Though for commercial use... I just want to know it when someone uses my project to get money.
Why do you care?
I'm not a lawyer and this is not legal advice, but you may wish to consider the following:
Don't take this as being mean, but in nearly every case it's better to choose an existing license. See https://en.wikipedia.org/wiki/License_proliferation.

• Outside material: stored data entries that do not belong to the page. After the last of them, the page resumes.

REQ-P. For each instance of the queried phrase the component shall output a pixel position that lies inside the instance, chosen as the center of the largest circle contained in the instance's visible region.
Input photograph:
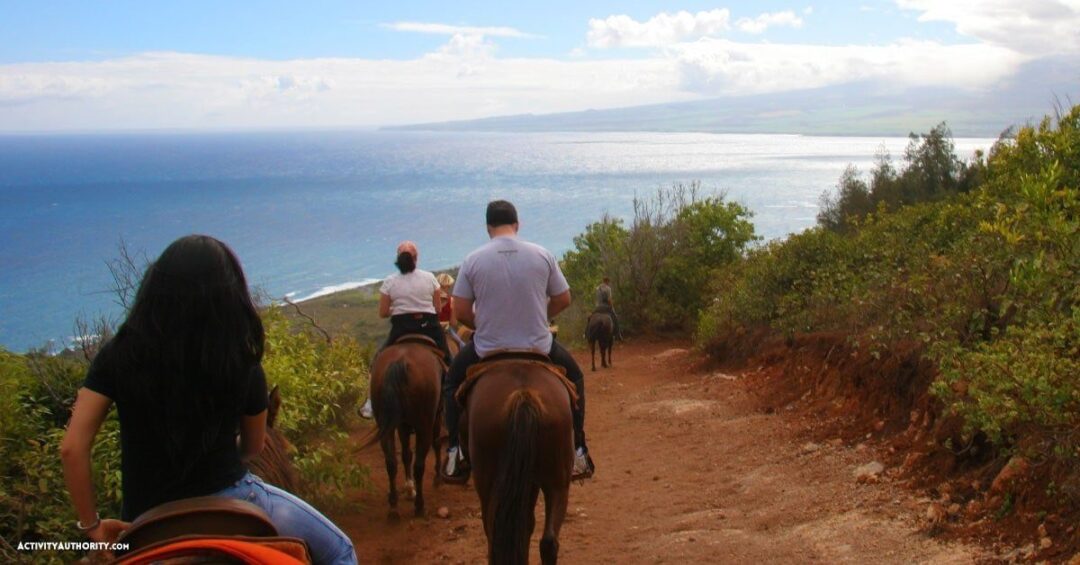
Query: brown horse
(521, 443)
(599, 330)
(406, 399)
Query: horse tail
(511, 497)
(390, 412)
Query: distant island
(853, 109)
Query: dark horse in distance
(521, 443)
(599, 330)
(406, 399)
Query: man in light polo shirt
(509, 288)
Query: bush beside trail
(974, 290)
(936, 304)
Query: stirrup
(588, 473)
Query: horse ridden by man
(524, 397)
(599, 331)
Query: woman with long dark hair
(410, 299)
(185, 373)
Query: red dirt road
(689, 470)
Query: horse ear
(273, 405)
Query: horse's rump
(521, 442)
(516, 361)
(599, 325)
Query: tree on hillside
(931, 172)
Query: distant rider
(509, 288)
(410, 299)
(446, 318)
(604, 304)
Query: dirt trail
(690, 470)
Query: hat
(407, 246)
(501, 213)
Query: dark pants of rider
(424, 324)
(467, 357)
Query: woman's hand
(108, 530)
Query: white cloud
(467, 78)
(662, 29)
(1035, 27)
(720, 67)
(461, 80)
(446, 29)
(766, 21)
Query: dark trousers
(424, 324)
(467, 357)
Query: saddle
(196, 523)
(423, 340)
(513, 358)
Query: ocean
(313, 212)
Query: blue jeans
(295, 519)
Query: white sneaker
(580, 462)
(453, 456)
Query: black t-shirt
(149, 478)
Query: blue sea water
(315, 211)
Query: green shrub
(661, 265)
(987, 278)
(321, 384)
(36, 392)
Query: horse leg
(555, 501)
(403, 434)
(391, 460)
(422, 445)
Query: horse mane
(511, 496)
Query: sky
(117, 65)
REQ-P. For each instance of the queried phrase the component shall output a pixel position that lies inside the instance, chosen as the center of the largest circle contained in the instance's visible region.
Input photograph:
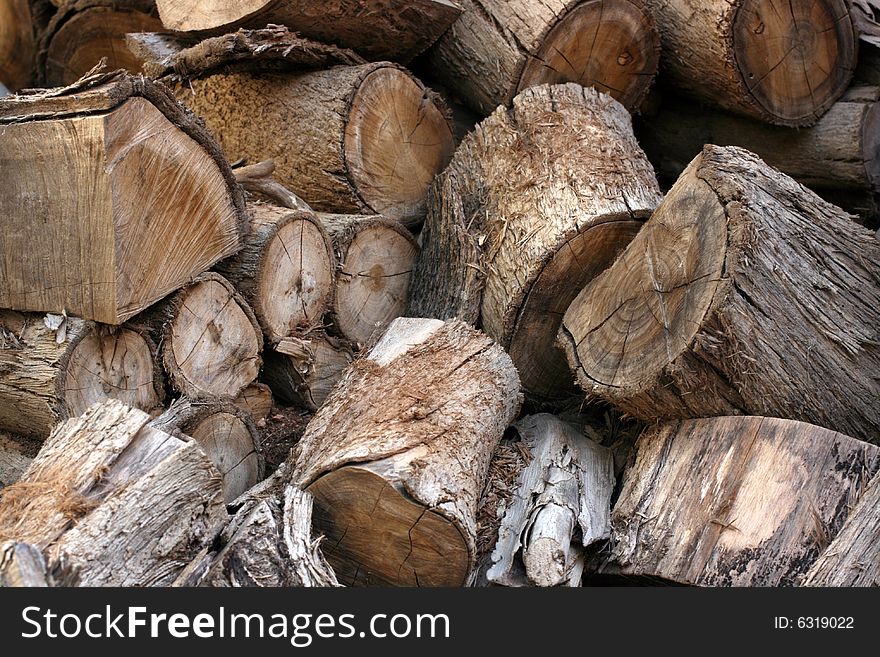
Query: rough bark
(147, 200)
(116, 501)
(780, 62)
(536, 202)
(211, 341)
(397, 455)
(302, 370)
(375, 258)
(53, 368)
(562, 504)
(226, 434)
(500, 47)
(378, 29)
(285, 270)
(354, 139)
(736, 501)
(745, 293)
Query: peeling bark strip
(267, 543)
(353, 139)
(51, 374)
(535, 203)
(146, 201)
(736, 501)
(500, 47)
(119, 502)
(778, 61)
(744, 293)
(562, 504)
(378, 29)
(398, 454)
(211, 341)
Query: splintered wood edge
(612, 45)
(375, 534)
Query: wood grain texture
(397, 455)
(736, 501)
(536, 202)
(745, 293)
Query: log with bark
(302, 369)
(500, 47)
(353, 139)
(736, 501)
(55, 367)
(562, 504)
(375, 258)
(117, 501)
(226, 434)
(745, 293)
(781, 62)
(285, 270)
(536, 202)
(211, 341)
(378, 29)
(83, 32)
(397, 455)
(146, 200)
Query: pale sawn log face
(736, 501)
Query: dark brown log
(744, 293)
(378, 29)
(146, 203)
(119, 502)
(500, 47)
(536, 202)
(736, 501)
(397, 455)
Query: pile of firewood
(526, 360)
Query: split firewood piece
(783, 63)
(211, 341)
(562, 504)
(267, 543)
(274, 47)
(378, 29)
(255, 400)
(83, 32)
(227, 435)
(54, 367)
(257, 179)
(536, 202)
(397, 456)
(745, 293)
(736, 501)
(853, 557)
(118, 501)
(375, 258)
(285, 271)
(500, 47)
(359, 139)
(147, 203)
(302, 370)
(842, 151)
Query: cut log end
(611, 45)
(396, 140)
(795, 59)
(363, 517)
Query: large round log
(500, 47)
(744, 293)
(781, 62)
(536, 202)
(397, 456)
(53, 368)
(354, 139)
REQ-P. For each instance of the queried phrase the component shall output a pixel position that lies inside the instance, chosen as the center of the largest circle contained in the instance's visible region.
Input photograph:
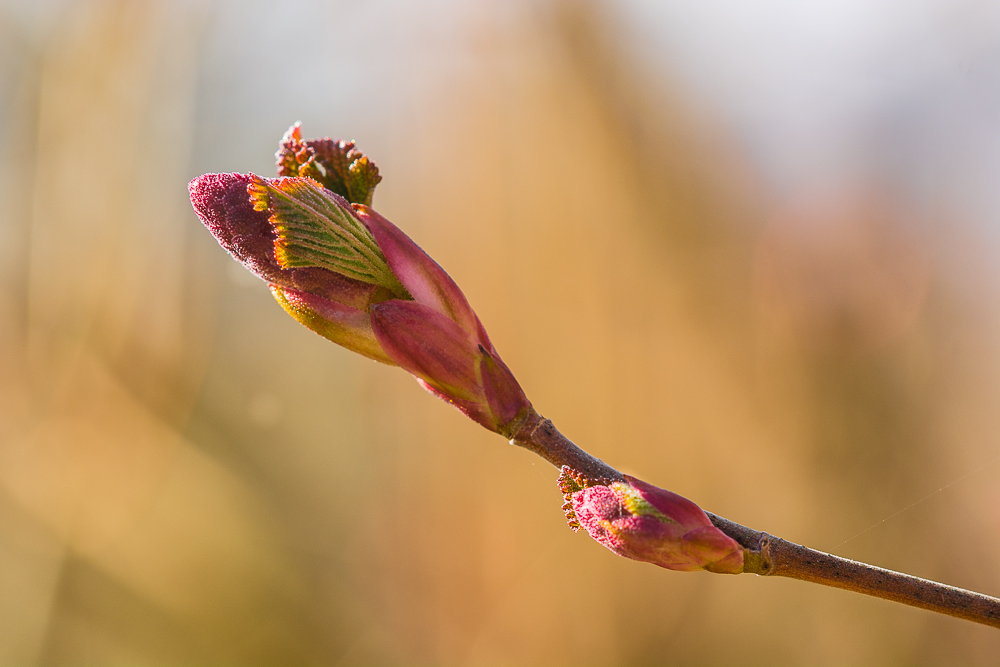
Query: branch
(767, 555)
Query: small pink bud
(644, 522)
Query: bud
(353, 277)
(643, 522)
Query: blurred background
(749, 252)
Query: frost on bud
(644, 522)
(350, 275)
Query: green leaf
(314, 229)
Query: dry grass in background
(189, 477)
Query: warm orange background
(187, 476)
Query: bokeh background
(747, 251)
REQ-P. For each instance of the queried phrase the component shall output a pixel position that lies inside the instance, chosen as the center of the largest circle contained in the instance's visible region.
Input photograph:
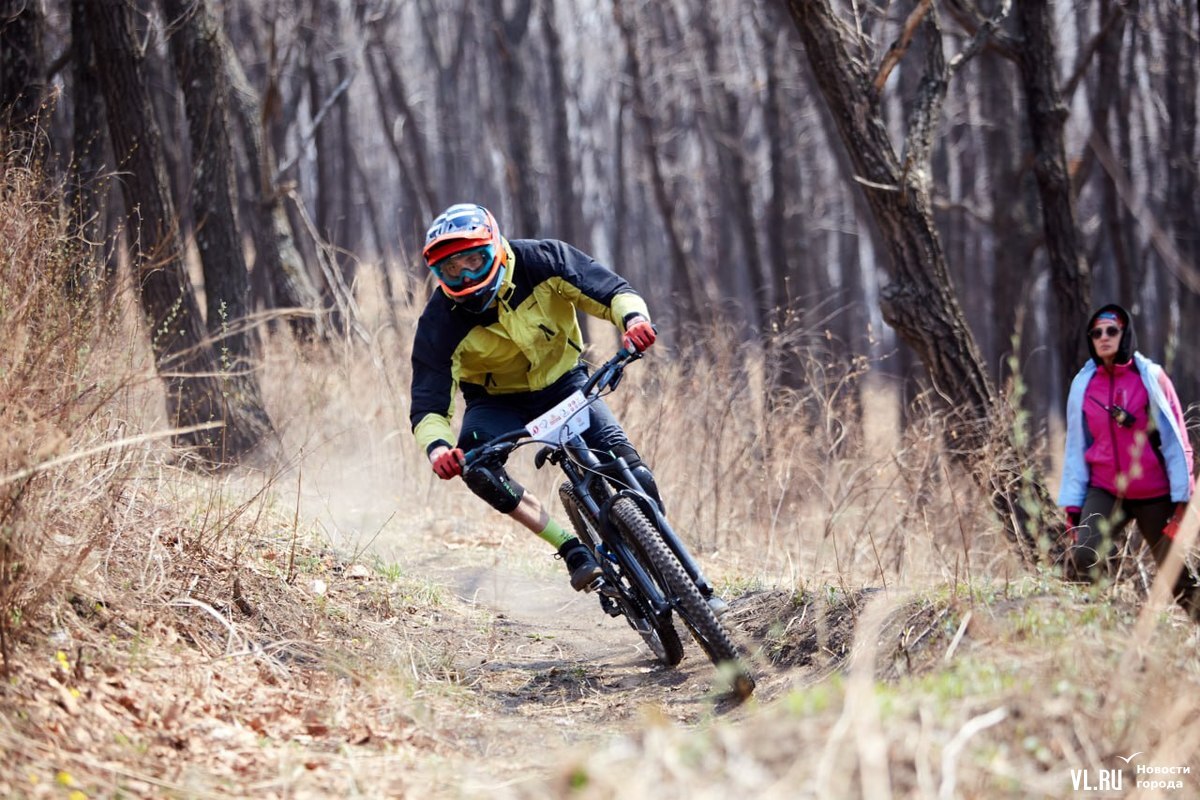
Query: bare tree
(183, 355)
(196, 46)
(1037, 59)
(279, 268)
(22, 68)
(918, 301)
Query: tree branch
(899, 47)
(985, 31)
(312, 130)
(1090, 49)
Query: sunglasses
(1097, 332)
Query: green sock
(555, 534)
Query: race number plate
(565, 420)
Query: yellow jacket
(526, 341)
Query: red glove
(1173, 525)
(449, 464)
(639, 336)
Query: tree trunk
(184, 359)
(918, 301)
(277, 264)
(87, 188)
(1183, 185)
(22, 72)
(684, 276)
(569, 215)
(509, 34)
(202, 73)
(1048, 116)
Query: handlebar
(607, 377)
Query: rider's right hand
(447, 462)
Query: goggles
(465, 268)
(1111, 331)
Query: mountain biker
(503, 329)
(1127, 453)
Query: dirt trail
(545, 671)
(553, 674)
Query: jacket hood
(1128, 338)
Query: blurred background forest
(921, 190)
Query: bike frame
(586, 471)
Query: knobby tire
(706, 629)
(661, 638)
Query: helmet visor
(465, 269)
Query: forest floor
(469, 671)
(454, 661)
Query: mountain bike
(648, 575)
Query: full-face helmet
(466, 252)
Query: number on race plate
(565, 420)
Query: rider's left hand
(1173, 525)
(639, 335)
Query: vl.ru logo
(1097, 780)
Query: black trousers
(1102, 522)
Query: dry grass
(238, 635)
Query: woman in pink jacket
(1127, 455)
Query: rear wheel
(705, 627)
(659, 633)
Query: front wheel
(659, 633)
(705, 627)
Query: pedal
(609, 606)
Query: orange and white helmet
(467, 239)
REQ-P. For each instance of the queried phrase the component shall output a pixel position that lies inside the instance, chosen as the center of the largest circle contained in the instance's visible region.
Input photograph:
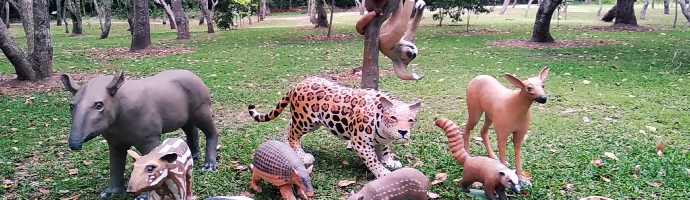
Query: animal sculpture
(396, 41)
(372, 120)
(137, 112)
(507, 109)
(402, 184)
(494, 175)
(278, 164)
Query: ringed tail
(455, 141)
(271, 115)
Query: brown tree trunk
(542, 23)
(625, 15)
(322, 18)
(141, 30)
(75, 14)
(181, 20)
(42, 58)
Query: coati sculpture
(507, 109)
(396, 41)
(402, 184)
(495, 176)
(278, 164)
(137, 112)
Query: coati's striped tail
(273, 114)
(455, 141)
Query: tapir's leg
(192, 133)
(204, 120)
(118, 153)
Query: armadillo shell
(277, 158)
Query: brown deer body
(507, 109)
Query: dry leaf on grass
(440, 177)
(654, 184)
(611, 155)
(596, 162)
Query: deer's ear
(515, 81)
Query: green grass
(258, 63)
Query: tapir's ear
(115, 84)
(515, 81)
(133, 154)
(170, 157)
(544, 72)
(70, 84)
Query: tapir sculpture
(137, 112)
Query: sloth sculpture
(396, 41)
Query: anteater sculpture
(278, 164)
(137, 112)
(402, 184)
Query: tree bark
(505, 6)
(643, 12)
(42, 58)
(75, 14)
(529, 3)
(625, 15)
(542, 23)
(206, 14)
(14, 54)
(181, 20)
(141, 31)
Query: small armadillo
(402, 184)
(279, 164)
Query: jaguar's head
(398, 118)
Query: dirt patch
(526, 44)
(479, 31)
(150, 52)
(322, 37)
(9, 85)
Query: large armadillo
(279, 164)
(402, 184)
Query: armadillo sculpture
(402, 184)
(278, 163)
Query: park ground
(611, 106)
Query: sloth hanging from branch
(396, 41)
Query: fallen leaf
(596, 162)
(345, 183)
(440, 177)
(611, 155)
(654, 184)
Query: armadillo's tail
(455, 141)
(273, 114)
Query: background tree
(542, 24)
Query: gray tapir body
(137, 112)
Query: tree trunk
(643, 12)
(75, 14)
(181, 20)
(322, 18)
(666, 11)
(542, 23)
(330, 24)
(505, 6)
(141, 31)
(42, 58)
(14, 54)
(206, 14)
(626, 13)
(610, 15)
(529, 3)
(166, 8)
(59, 12)
(600, 4)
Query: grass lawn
(620, 98)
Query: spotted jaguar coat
(370, 119)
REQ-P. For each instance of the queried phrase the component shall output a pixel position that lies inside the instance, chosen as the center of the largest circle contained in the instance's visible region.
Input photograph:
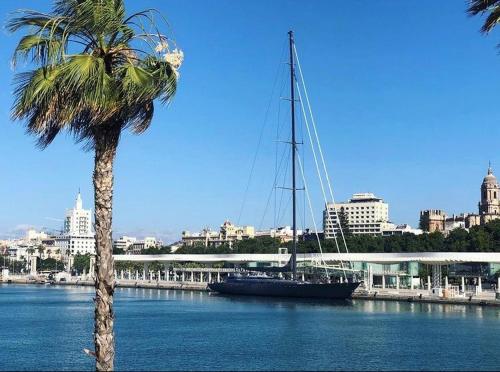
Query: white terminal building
(77, 236)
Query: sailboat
(259, 284)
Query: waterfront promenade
(197, 279)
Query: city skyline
(400, 103)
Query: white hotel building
(366, 214)
(77, 236)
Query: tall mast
(294, 150)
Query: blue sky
(405, 96)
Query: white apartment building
(77, 236)
(365, 214)
(124, 242)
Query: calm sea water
(47, 327)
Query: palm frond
(95, 70)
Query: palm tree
(492, 7)
(96, 73)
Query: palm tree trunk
(105, 150)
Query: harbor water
(47, 327)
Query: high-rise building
(364, 214)
(77, 236)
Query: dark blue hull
(284, 288)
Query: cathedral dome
(490, 179)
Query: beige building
(432, 220)
(489, 209)
(228, 233)
(365, 213)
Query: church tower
(489, 207)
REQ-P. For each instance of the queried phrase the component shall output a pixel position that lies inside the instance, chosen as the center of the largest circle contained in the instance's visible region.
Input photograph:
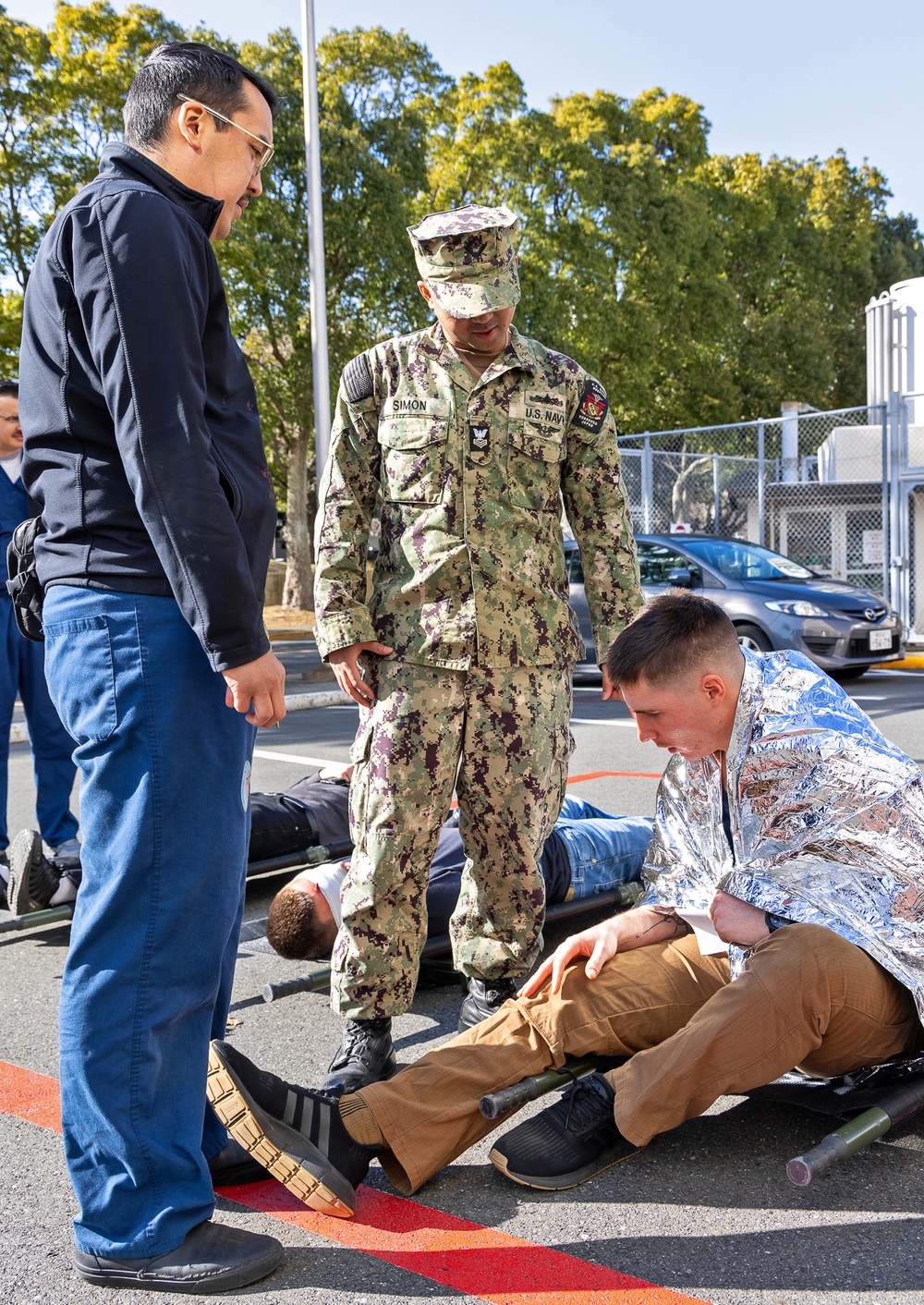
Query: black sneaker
(366, 1056)
(295, 1133)
(213, 1258)
(486, 997)
(33, 880)
(566, 1143)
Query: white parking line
(582, 721)
(298, 761)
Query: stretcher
(272, 865)
(436, 950)
(870, 1101)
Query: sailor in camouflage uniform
(462, 656)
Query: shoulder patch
(592, 408)
(358, 379)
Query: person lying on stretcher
(788, 830)
(588, 852)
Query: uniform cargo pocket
(534, 466)
(81, 677)
(414, 458)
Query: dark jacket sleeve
(144, 288)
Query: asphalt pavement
(705, 1212)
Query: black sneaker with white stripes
(566, 1143)
(297, 1133)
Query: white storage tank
(895, 344)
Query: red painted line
(464, 1256)
(616, 774)
(456, 1253)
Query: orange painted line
(456, 1253)
(30, 1096)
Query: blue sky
(791, 79)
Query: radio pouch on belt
(24, 583)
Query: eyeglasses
(264, 154)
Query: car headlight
(796, 607)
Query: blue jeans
(603, 849)
(148, 978)
(22, 672)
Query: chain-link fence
(808, 484)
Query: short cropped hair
(676, 634)
(186, 68)
(293, 928)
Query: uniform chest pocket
(414, 458)
(534, 466)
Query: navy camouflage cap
(468, 260)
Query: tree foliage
(701, 288)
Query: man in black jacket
(142, 448)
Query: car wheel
(848, 672)
(753, 639)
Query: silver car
(772, 602)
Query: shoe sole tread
(18, 900)
(235, 1114)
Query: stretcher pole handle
(54, 915)
(315, 982)
(893, 1108)
(493, 1104)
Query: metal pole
(648, 487)
(886, 531)
(761, 484)
(319, 292)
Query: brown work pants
(807, 998)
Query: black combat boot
(366, 1056)
(486, 997)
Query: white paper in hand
(711, 944)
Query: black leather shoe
(568, 1143)
(366, 1056)
(233, 1167)
(213, 1258)
(486, 997)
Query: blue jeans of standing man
(164, 817)
(603, 849)
(22, 674)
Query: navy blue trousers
(22, 672)
(164, 814)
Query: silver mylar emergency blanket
(826, 820)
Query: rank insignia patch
(358, 379)
(480, 439)
(592, 408)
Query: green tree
(376, 94)
(60, 100)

However, in a specialized thing, like this, it could be okay. In this case, however, it looks GPL incompatible. If it isn't, it's useless.

Explanation:
If this license requires derivative projects to keep it, it is GPL incompatible.
If it doesn't, one can make a derivative project under the GPL instead of this license, and make a commercial derivative, something that's explicitly allowed under the GPL. (And then, I think they'd not have to tell you.)

I'm not a lawyer and this is not legal advice, so take ^^^^^ with a grain of salt.
MateoConLechuga wrote:
Why do you care?


I am too lazy to actually make my own post so instead I quote people and then don't say anything new
_iPhoenix_ wrote:
MateoConLechuga wrote:
Why do you care?


I am too lazy to actually make my own post so instead I quote people and then don't say anything new


I would like to point out that you did say something new Very Happy (something Mateo didn't say)
Quote:
2. When using this software for commercial purposes, Privacy_Dragon has to be noticed of this.

Not to be the debbie downer here, but what is the point of this? In what way will some entity using your software affect you? Clauses like this only serve benefit, IMO, if you're selling your software. If you're releasing it as freeware, who cares who else uses it and for what?

Quote:
3. It is not allowed to imply that Privacy_Dragon agrees with your use of the software without prior written permission.

Many of the open source licenses imply this.

I'm no lawyer, but imo it's generally bad practice to go applying arbitrary license clauses to software when those clauses really don't matter for the particular use case, like the "commercial purposes" bit.
People don't like licenses that are more controlling than they have to be. Not to mention, we're a community of freeware devs (mostly). Anyone who is going to use your software is likely going to use it non-commercially, and relicense it GPL. So just use GPL to start.

^ Not a lawyer, again, but this is my personal opinion.
There are already dozens of OSI-approved software licenses... are you sure none of the existing ones fits your purposes ?

Restrictions on commercial usage yield instant incompatibility with multiple important licenses, so you can't mix with potentially interesting external components at will.
LGPL is always a nice middle ground to consider.
Hmm. Ok.
You all convinced me to not use my own made-up license.
But I don't like the GPL, it is so long...
I will for now then just use the BSD 3-clause. I actually based my own on the BSD and MIT.